TBMM’de düzenlediği basın toplantısında gündeme ilişkin açıklamalarda bulunan Altay, "Türkçe cevap vermeyi kendime zul sayıyorum. O yüzden Fransızca bir söz söylemek istiyorum. Siyasette bu tarz bu kadar tehdit şantaj kaba hakaret içeren hadsiz ifadeleri kullananlara şöyle bir terimle tanımlarız: Diarrhée de la bouche” ifadelerini kullandı.
İçişleri Bakanı Soylu’nun sözlerinin herkes tarafından "şaşkınlıkla dinlendiğini ve çok yadırgadığını” kaydeden Altay, "AK Parti FETÖ'yü taşeron olarak kurduğu kumpaslarına şimdi de geçmişte Erdoğan'a ağza alınmayacak küfürler savuran Soylu'yu taşeron olarak kullanmaya devam ediyor. Artık AK Parti denince aklımıza sadece kumpas geliyor” dedi.
İçişleri Bakanlığı'nın hukuksal meşruiyetini yitirdiğini savunan Altay, "Bakan hukuk dışına çıkmıştır. Elbette sayın genel başkanımız kendisiyle ilgili dava açtı bu hukuki yolu. Ahlaki boyutunu halkımıza bırakıyoruz. Siyasette sert eleştiri hatta bir parça yaralayıcı sözler olur ama siyasette haksızlık küstahlık densizlik edepsizlik olmaz. Devletin bir bakanının o bakanlığın imtiyazıyla densizlik yapması demokrasilerde kabul edilebilir değildir” diye konuştu. "Devleti siper alarak yapılan tehdide pabuç bırakacak değiliz” diyen Altay, şöyle devam etti:
“Bunu yaparken devletle kavga etmeyeceğiz. Onlar devleti önlerine siper alarak bize attıkları her kurşuna karşı gene demokrasiye gene her şeye rağmen çürümüş olsa bile yargıya güveneceğiz.
Türkçe cevap vermeyi kendime zul sayıyorum. O yüzden Fransızca bir söz söylemek istiyorum. Pişman olduğuna eminim. Siyasette bu tarz bu kadar tehdit şantaj kaba hakaret içeren hadsiz ifadeleri kullananlara şöyle bir terimle tanımlarız: Diarrhée de la bouche... Yani? Yanisine millet baksın.
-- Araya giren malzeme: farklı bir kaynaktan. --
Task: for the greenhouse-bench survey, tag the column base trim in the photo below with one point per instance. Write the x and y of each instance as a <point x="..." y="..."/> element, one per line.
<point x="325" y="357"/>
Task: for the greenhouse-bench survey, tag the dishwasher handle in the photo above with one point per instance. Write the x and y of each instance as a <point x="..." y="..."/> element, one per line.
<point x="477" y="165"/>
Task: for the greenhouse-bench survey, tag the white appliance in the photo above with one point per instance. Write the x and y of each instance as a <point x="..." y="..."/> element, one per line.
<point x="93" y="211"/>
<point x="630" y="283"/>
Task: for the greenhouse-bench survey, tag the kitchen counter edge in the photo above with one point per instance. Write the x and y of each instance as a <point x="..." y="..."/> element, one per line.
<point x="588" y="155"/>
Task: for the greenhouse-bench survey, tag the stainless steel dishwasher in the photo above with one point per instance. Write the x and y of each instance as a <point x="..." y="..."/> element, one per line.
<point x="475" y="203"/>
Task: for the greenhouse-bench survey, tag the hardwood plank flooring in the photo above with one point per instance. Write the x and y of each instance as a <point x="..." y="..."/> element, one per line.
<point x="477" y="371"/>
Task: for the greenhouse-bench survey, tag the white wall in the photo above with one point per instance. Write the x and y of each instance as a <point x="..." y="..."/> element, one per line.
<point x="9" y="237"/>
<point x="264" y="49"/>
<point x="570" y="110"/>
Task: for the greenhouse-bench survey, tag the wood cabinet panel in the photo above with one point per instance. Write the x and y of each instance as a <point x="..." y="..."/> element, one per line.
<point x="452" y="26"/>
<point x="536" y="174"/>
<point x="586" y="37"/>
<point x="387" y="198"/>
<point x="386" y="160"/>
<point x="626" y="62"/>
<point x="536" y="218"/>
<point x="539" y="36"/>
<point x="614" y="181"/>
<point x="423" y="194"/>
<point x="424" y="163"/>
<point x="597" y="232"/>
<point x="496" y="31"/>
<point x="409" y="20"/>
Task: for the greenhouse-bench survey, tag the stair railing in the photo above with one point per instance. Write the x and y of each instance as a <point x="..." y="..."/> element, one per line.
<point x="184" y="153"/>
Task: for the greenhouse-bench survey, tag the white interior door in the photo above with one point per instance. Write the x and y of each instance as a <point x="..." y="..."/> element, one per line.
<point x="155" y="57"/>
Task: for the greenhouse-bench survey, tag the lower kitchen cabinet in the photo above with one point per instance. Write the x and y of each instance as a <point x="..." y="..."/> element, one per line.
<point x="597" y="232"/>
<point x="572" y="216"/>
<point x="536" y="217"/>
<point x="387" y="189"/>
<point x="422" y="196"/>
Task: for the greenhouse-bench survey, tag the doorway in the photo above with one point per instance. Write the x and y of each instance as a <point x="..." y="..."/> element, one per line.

AK Parti'de bir sicil affı sağlanabilmesi için bunu yapan Süleyman Soylu'nun şöyle bir özelliği var önce hakaret ediyor söylemediğini bırakmıyor. Böyle adamların devlette önemli pozisyonlara gelmemesi lazım. Deniyor ki damatla arasında kavga var. Demek ki bakan bu kavgadan bir hasar almış. Bu hasarı onarmak ve bir sicil affına maruz kalmak için ana muhalefet başkanına böyle maganda ağzıyla konuşmak belki ona bu affı sağlar ama içişleri bakanının kamu vicdanındaki yeri yerle yeksan olmuştur."